Part 1: Collaborative Filtering using pyspark

You will now run a pyspark job that runs memory-based collaborative filtering on 100,000 movie ratings from a few hundred users. Should take you at most a couple of minutes. Most of that will be waiting for the program to complete.

Log in to the master node jacobi00.cs.purdue.edu. Load the movie ratings database from /homes/cs473/project3/u.data into your input directory in the Hadoop file system. If you don't already have a personal directory, see Step 2 in Part 0. $ hdfs dfs -put /homes/cs473/project3/u.data /user/$USER/in
You are given a program in /homes/cs473/project3/mbcf.py .
$ spark-submit --master yarn /homes/cs473/project3/mbcf.py /user/$USER/in/u.data
Copy the results (the predicted rating for user 22 on movie 377) into your report.
When done, please remember to clean up after yourself:
$ hdfs dfs -rm -r /user/$USER/*

Remember, for this part you only need to turn in the predicted rating output from the program.

Some documentation and notes that may help

For an introduction to PySpark, take a look at the following links.

NOTE: Be mindful of the version number whenever you are searching online for documentation. The version of Spark installed on the CS department's Spark cluster is version 2.4.3. Spark is under heavy development, so if you are looking at documentation for another version, there is a good chance that features will be changed or missing.

Spark provides a Python shell where you can submit commands interactively. This shell can be very useful when trying to learn the Spark interface. To start the shell, run:
$ pyspark
If you like, you can develop your queries in the shell first, and then copy your shell commands to a Python script to create a Python job. To distribute a Python job with Spark, use:
$ spark-submit --master yarn [job.py] [command_line_args]

Part 2: Testing the code

Now comes the part you have to think about: Figuring out if mbcf.py is working correctly. Devise a way to test if mbcf.py is giving the correct answer. This need not be a full test suite, it could be a single test that would give you some confidence in the program giving the correct or incorrect result, inspection/analysis of the code, or even augmenting the code with some tests.

You may want to look over the full MovieLens 100k dataset and associated documentation. This can be found in /homes/cs473/project3/ml-100k/ . Note that the file u.data consists of a user number, movie number, rating (1-5), and timestamp (which we don't use), tab-separated.

For this part, include in your report a brief (1-2 paragraph) description of how you validated the correctness (or incorrectness) of the code.
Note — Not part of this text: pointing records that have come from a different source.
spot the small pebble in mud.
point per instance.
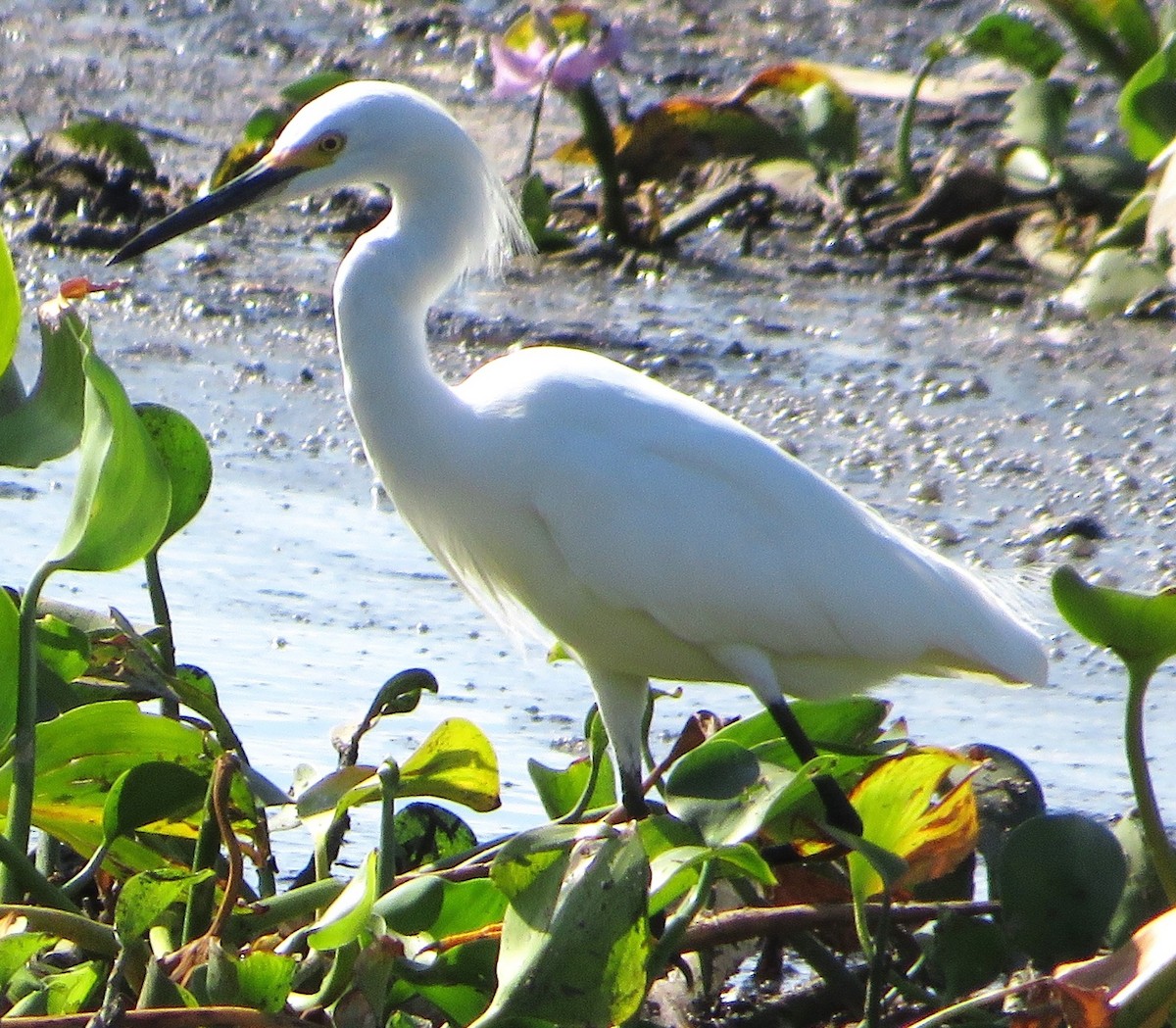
(927, 491)
(941, 533)
(15, 491)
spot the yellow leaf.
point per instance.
(903, 811)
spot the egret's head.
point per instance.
(362, 132)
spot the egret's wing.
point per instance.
(662, 506)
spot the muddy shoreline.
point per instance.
(977, 428)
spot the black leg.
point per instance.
(633, 799)
(838, 808)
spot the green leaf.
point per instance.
(527, 856)
(967, 954)
(560, 791)
(1016, 40)
(1136, 627)
(122, 495)
(16, 951)
(10, 664)
(535, 204)
(1118, 34)
(413, 906)
(1061, 880)
(264, 980)
(575, 940)
(10, 307)
(147, 895)
(427, 833)
(457, 762)
(268, 122)
(1110, 280)
(115, 140)
(674, 871)
(81, 753)
(47, 423)
(717, 788)
(1040, 115)
(186, 459)
(1147, 106)
(74, 989)
(151, 792)
(346, 918)
(62, 647)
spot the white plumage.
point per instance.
(652, 534)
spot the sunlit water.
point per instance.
(300, 594)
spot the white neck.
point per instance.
(383, 289)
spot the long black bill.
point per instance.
(246, 188)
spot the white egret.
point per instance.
(653, 535)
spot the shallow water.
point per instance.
(300, 594)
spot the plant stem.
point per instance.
(163, 617)
(603, 145)
(24, 757)
(389, 781)
(1159, 848)
(903, 166)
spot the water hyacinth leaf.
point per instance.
(151, 792)
(905, 814)
(10, 307)
(1132, 987)
(264, 980)
(1144, 894)
(560, 791)
(1110, 280)
(47, 423)
(714, 788)
(1040, 115)
(674, 871)
(346, 918)
(115, 140)
(575, 941)
(74, 989)
(1138, 628)
(535, 204)
(122, 494)
(427, 833)
(457, 762)
(1147, 106)
(465, 906)
(1061, 880)
(265, 124)
(1120, 34)
(327, 794)
(967, 953)
(81, 753)
(413, 906)
(828, 116)
(62, 647)
(10, 664)
(186, 459)
(17, 950)
(1016, 40)
(528, 854)
(145, 897)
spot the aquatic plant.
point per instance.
(567, 923)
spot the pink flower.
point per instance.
(568, 66)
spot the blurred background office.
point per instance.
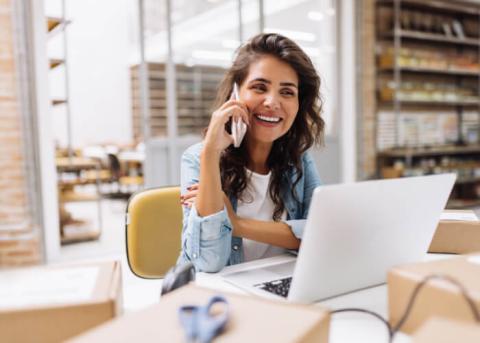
(98, 99)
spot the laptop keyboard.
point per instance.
(279, 287)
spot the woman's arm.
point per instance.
(210, 195)
(270, 232)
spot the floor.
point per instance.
(137, 293)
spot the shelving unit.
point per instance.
(196, 91)
(73, 172)
(428, 92)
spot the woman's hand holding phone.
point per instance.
(217, 138)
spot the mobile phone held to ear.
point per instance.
(238, 126)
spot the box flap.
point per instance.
(252, 319)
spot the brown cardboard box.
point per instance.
(437, 297)
(457, 236)
(252, 319)
(51, 304)
(441, 330)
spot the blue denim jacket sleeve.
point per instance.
(206, 241)
(304, 191)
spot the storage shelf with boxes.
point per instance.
(428, 94)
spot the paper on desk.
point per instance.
(464, 216)
(46, 286)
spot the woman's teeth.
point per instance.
(268, 119)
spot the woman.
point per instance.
(251, 202)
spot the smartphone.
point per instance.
(239, 128)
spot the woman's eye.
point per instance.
(287, 92)
(259, 88)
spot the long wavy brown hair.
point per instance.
(307, 128)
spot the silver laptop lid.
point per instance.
(356, 232)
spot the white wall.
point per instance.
(98, 55)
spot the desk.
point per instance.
(345, 327)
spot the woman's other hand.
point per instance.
(217, 138)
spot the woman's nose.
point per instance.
(271, 101)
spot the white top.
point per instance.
(257, 204)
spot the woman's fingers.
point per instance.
(236, 112)
(189, 195)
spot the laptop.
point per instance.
(353, 235)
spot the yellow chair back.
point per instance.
(153, 231)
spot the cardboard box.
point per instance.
(437, 297)
(51, 304)
(252, 319)
(460, 234)
(441, 330)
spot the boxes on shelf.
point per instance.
(441, 330)
(457, 233)
(251, 319)
(54, 303)
(438, 297)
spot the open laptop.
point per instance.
(353, 235)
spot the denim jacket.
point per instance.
(208, 242)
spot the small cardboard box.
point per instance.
(441, 330)
(252, 319)
(437, 297)
(457, 233)
(53, 303)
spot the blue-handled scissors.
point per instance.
(200, 324)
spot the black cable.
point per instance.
(376, 315)
(393, 331)
(419, 287)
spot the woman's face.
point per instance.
(270, 91)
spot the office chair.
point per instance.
(153, 231)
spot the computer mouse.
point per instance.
(178, 276)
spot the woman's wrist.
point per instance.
(210, 153)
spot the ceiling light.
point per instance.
(225, 55)
(330, 11)
(315, 15)
(295, 35)
(312, 52)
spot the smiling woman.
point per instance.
(251, 202)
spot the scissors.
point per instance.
(200, 324)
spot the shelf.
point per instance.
(462, 72)
(435, 102)
(55, 62)
(446, 6)
(445, 150)
(432, 37)
(462, 203)
(70, 196)
(467, 180)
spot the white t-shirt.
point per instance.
(257, 204)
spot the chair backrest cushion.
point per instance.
(153, 231)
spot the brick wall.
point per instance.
(20, 239)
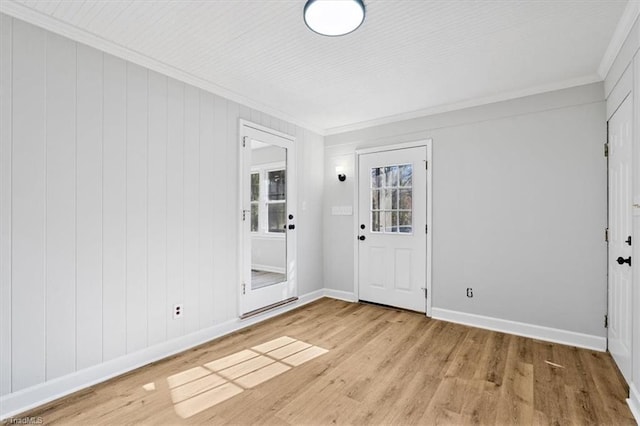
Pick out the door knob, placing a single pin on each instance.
(621, 260)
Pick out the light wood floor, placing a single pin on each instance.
(384, 366)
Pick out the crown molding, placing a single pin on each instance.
(625, 24)
(566, 84)
(39, 19)
(22, 12)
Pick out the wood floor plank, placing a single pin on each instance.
(381, 366)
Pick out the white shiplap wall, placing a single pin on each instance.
(118, 199)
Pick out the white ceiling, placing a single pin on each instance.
(409, 55)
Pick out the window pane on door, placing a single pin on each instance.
(277, 185)
(255, 186)
(406, 173)
(391, 205)
(254, 217)
(277, 217)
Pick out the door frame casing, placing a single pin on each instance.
(428, 144)
(245, 126)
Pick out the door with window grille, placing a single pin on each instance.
(392, 228)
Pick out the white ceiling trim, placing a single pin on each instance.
(627, 20)
(594, 78)
(52, 24)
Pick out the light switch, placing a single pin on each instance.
(342, 210)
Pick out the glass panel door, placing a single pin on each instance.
(268, 211)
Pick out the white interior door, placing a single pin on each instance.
(620, 212)
(392, 228)
(268, 208)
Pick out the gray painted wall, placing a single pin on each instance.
(519, 207)
(118, 199)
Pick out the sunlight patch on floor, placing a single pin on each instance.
(199, 388)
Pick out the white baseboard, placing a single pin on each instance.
(347, 296)
(634, 401)
(26, 399)
(555, 335)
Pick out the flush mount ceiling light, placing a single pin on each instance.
(333, 17)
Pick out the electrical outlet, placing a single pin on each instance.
(177, 311)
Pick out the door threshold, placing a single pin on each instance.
(382, 305)
(268, 308)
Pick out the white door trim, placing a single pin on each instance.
(245, 128)
(428, 143)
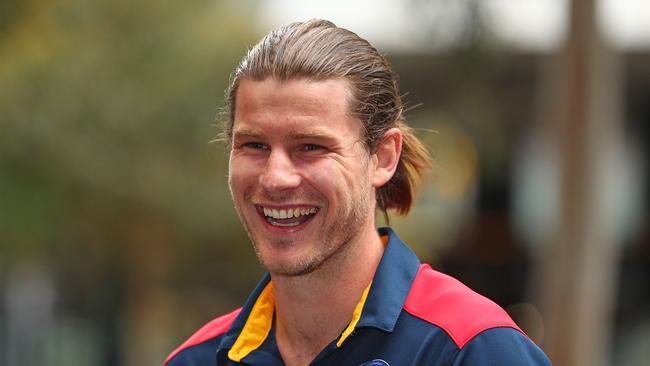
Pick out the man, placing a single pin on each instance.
(317, 145)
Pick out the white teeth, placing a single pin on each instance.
(288, 213)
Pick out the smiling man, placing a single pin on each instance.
(318, 145)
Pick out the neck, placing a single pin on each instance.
(312, 310)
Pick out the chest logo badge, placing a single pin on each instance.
(375, 363)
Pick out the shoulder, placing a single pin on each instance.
(208, 332)
(500, 346)
(445, 302)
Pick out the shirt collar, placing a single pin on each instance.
(391, 284)
(379, 307)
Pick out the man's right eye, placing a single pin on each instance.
(255, 145)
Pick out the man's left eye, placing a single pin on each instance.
(311, 147)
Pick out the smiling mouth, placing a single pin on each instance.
(287, 217)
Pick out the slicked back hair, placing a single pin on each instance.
(319, 50)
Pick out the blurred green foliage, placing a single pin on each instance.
(106, 170)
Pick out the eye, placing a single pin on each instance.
(312, 147)
(255, 145)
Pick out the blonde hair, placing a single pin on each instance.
(319, 50)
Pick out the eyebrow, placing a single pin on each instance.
(292, 135)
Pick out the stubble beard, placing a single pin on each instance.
(349, 221)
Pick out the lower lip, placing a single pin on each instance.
(283, 229)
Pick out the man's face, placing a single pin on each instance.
(299, 172)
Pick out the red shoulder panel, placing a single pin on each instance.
(444, 301)
(214, 328)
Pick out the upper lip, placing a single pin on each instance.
(285, 206)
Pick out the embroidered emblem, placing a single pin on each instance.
(375, 363)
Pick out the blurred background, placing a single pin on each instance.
(117, 234)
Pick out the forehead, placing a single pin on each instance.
(294, 103)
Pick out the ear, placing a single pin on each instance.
(386, 157)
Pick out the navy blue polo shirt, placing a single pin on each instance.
(408, 315)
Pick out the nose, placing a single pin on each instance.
(280, 173)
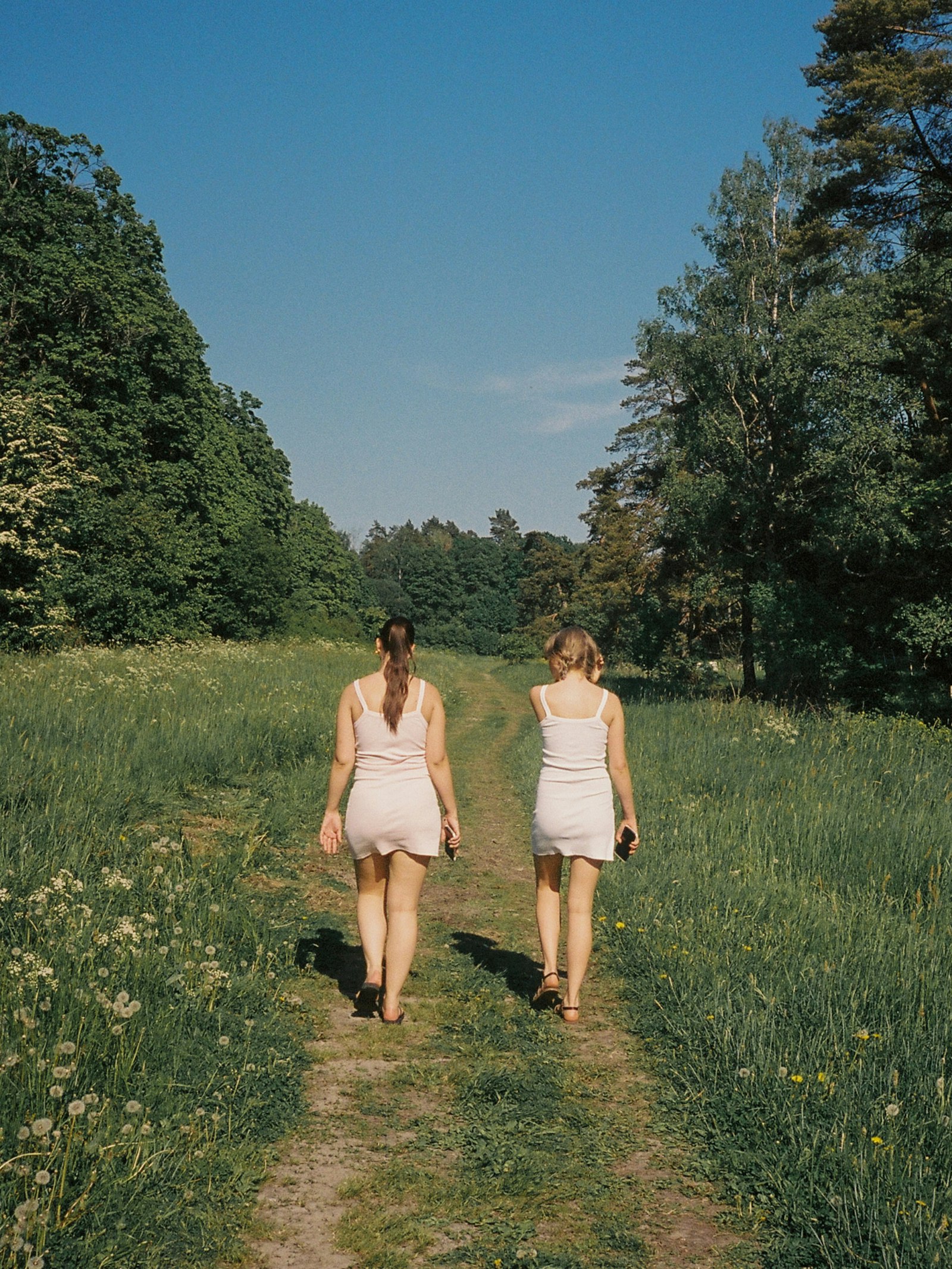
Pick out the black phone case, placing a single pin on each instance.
(624, 848)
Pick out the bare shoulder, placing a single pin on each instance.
(613, 710)
(431, 698)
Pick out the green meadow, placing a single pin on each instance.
(782, 943)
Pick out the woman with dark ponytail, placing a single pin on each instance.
(394, 825)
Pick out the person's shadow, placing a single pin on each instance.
(521, 972)
(329, 953)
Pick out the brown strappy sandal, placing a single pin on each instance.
(546, 998)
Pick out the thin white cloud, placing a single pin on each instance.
(575, 414)
(555, 378)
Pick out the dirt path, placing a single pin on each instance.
(479, 1133)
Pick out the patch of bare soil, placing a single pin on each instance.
(300, 1206)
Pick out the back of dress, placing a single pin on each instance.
(393, 804)
(574, 809)
(385, 754)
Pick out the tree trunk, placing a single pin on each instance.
(748, 687)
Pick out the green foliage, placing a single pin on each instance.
(39, 476)
(776, 497)
(885, 73)
(176, 503)
(148, 1056)
(784, 946)
(461, 590)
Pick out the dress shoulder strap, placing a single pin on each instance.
(359, 695)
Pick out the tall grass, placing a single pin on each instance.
(144, 1052)
(786, 939)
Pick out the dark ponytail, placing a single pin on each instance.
(397, 637)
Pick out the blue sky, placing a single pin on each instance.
(422, 233)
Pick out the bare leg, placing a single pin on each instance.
(371, 913)
(549, 876)
(406, 877)
(583, 880)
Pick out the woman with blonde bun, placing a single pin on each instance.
(394, 826)
(574, 811)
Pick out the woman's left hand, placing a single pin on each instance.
(331, 833)
(451, 831)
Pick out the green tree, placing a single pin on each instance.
(885, 73)
(39, 480)
(183, 478)
(329, 590)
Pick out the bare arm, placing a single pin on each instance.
(619, 768)
(439, 764)
(536, 701)
(340, 768)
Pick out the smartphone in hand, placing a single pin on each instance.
(624, 848)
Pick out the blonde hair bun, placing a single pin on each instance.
(574, 649)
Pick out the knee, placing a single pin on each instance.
(579, 909)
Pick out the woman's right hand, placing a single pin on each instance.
(331, 832)
(629, 824)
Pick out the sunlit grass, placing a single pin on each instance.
(145, 1055)
(785, 938)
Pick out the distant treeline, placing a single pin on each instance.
(782, 495)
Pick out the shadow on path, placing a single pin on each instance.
(521, 972)
(330, 955)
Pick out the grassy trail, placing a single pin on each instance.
(479, 1133)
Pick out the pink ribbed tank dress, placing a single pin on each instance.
(393, 804)
(574, 807)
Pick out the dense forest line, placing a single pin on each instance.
(779, 497)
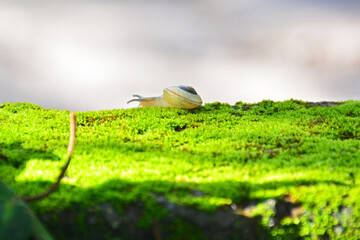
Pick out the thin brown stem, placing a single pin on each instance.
(63, 170)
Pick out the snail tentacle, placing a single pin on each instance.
(176, 96)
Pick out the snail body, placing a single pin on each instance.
(176, 96)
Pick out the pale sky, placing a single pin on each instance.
(93, 55)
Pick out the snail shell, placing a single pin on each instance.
(176, 96)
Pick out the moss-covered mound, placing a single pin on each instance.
(293, 165)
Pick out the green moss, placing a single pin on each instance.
(229, 153)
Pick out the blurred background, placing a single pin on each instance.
(92, 55)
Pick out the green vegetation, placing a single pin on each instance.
(231, 154)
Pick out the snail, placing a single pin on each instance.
(176, 96)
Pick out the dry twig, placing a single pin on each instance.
(63, 170)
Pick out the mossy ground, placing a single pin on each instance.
(230, 154)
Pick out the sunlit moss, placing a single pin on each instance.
(230, 154)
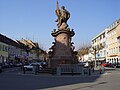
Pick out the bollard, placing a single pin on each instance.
(24, 71)
(100, 71)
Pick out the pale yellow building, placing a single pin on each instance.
(113, 43)
(99, 44)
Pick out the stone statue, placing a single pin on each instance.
(63, 16)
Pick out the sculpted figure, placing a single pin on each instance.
(63, 16)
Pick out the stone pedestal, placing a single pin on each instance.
(62, 52)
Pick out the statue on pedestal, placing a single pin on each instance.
(63, 16)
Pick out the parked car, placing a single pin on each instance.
(31, 66)
(105, 64)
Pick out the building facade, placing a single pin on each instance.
(107, 44)
(99, 46)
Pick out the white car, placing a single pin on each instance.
(31, 66)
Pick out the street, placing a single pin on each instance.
(14, 79)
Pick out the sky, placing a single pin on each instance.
(35, 19)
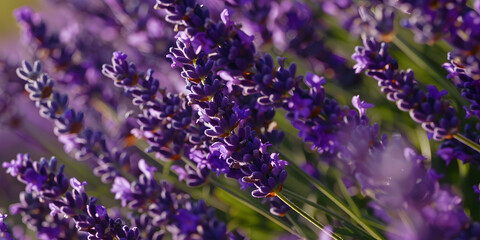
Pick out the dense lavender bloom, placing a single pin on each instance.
(169, 208)
(4, 234)
(44, 183)
(219, 110)
(86, 143)
(452, 149)
(45, 186)
(35, 214)
(167, 122)
(43, 177)
(427, 108)
(90, 217)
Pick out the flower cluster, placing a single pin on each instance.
(211, 55)
(47, 188)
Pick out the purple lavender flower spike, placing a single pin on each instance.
(124, 74)
(437, 117)
(90, 217)
(452, 149)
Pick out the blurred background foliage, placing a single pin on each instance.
(8, 26)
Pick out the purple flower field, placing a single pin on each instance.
(240, 119)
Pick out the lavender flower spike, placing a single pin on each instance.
(4, 234)
(437, 116)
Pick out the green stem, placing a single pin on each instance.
(346, 194)
(335, 200)
(415, 57)
(306, 216)
(327, 211)
(475, 146)
(252, 206)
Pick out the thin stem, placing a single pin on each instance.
(306, 216)
(475, 146)
(317, 206)
(252, 206)
(335, 200)
(346, 194)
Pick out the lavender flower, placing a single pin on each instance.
(435, 114)
(4, 234)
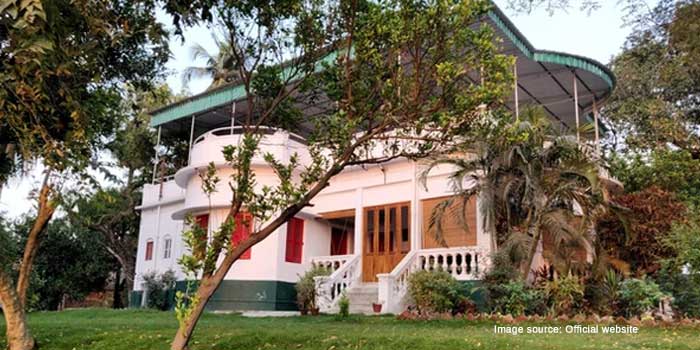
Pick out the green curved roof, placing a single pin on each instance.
(213, 99)
(575, 61)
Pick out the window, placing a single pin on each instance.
(202, 221)
(244, 225)
(149, 250)
(167, 247)
(295, 240)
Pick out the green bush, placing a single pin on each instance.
(506, 293)
(638, 296)
(157, 287)
(516, 298)
(434, 291)
(344, 305)
(565, 294)
(602, 293)
(306, 288)
(680, 275)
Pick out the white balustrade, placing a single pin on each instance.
(330, 288)
(464, 263)
(331, 262)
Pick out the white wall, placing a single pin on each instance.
(355, 188)
(157, 225)
(317, 242)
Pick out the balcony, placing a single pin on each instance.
(163, 191)
(208, 148)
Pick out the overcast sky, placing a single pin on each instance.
(598, 36)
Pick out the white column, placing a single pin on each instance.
(189, 150)
(595, 121)
(359, 230)
(416, 241)
(233, 115)
(578, 136)
(515, 98)
(155, 164)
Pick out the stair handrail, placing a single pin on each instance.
(330, 288)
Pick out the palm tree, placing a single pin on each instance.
(222, 67)
(536, 179)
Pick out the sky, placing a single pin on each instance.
(599, 35)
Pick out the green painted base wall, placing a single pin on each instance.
(235, 295)
(254, 295)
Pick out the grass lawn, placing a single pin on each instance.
(138, 329)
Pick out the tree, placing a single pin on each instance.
(62, 66)
(221, 67)
(638, 239)
(655, 101)
(400, 80)
(110, 210)
(537, 177)
(70, 263)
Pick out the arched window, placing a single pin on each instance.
(149, 250)
(167, 247)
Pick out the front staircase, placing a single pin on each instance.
(463, 263)
(362, 296)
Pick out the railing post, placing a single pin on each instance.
(189, 150)
(155, 164)
(576, 109)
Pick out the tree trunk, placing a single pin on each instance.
(17, 332)
(117, 296)
(205, 290)
(129, 276)
(44, 214)
(525, 269)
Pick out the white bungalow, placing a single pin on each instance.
(370, 224)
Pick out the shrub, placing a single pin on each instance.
(434, 291)
(344, 305)
(516, 298)
(638, 296)
(565, 294)
(157, 288)
(602, 294)
(506, 293)
(680, 274)
(306, 288)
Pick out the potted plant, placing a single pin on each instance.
(306, 291)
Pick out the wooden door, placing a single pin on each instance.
(387, 238)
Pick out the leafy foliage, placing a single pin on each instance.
(56, 106)
(70, 263)
(517, 298)
(655, 101)
(354, 55)
(532, 177)
(158, 286)
(639, 295)
(306, 288)
(434, 291)
(649, 217)
(669, 170)
(565, 294)
(344, 306)
(679, 274)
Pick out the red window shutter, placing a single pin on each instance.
(149, 250)
(202, 221)
(295, 240)
(244, 225)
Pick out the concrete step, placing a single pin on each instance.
(361, 297)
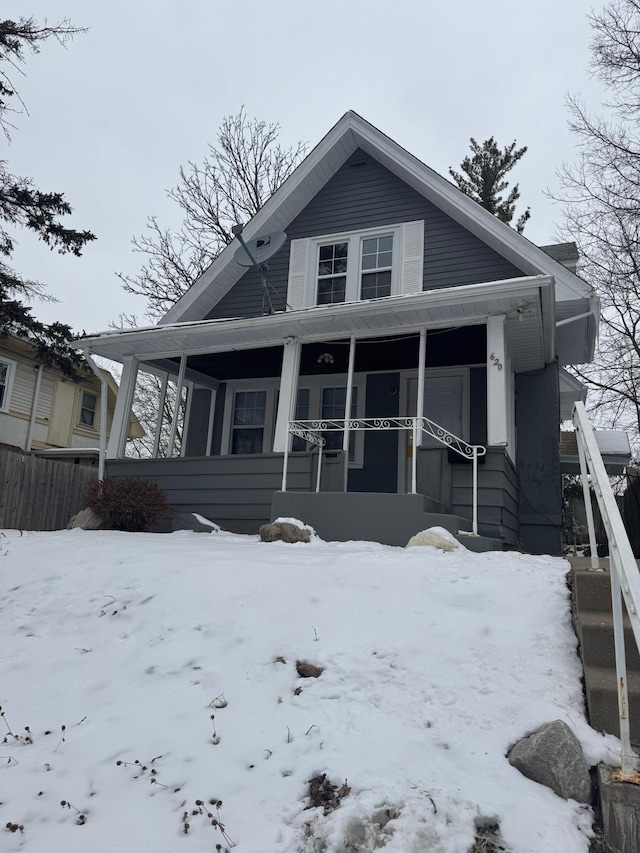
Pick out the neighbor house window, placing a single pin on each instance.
(7, 372)
(88, 409)
(332, 273)
(376, 267)
(247, 431)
If you modified the code, include the modified code. If you constructed a test, or a set of tests, include the test data (if it is under a page - otherwise, just give a description.) If based on running and getting results, include a sample of the output, as well as the expected results and how you came up with them.

The program may well be incorrect - if your test says it is wrong, don't assume you've done something wrong. The goal is to increase your understanding of collaborative filtering to the point where you are able to gain some confidence that the program is either correct or incorrect.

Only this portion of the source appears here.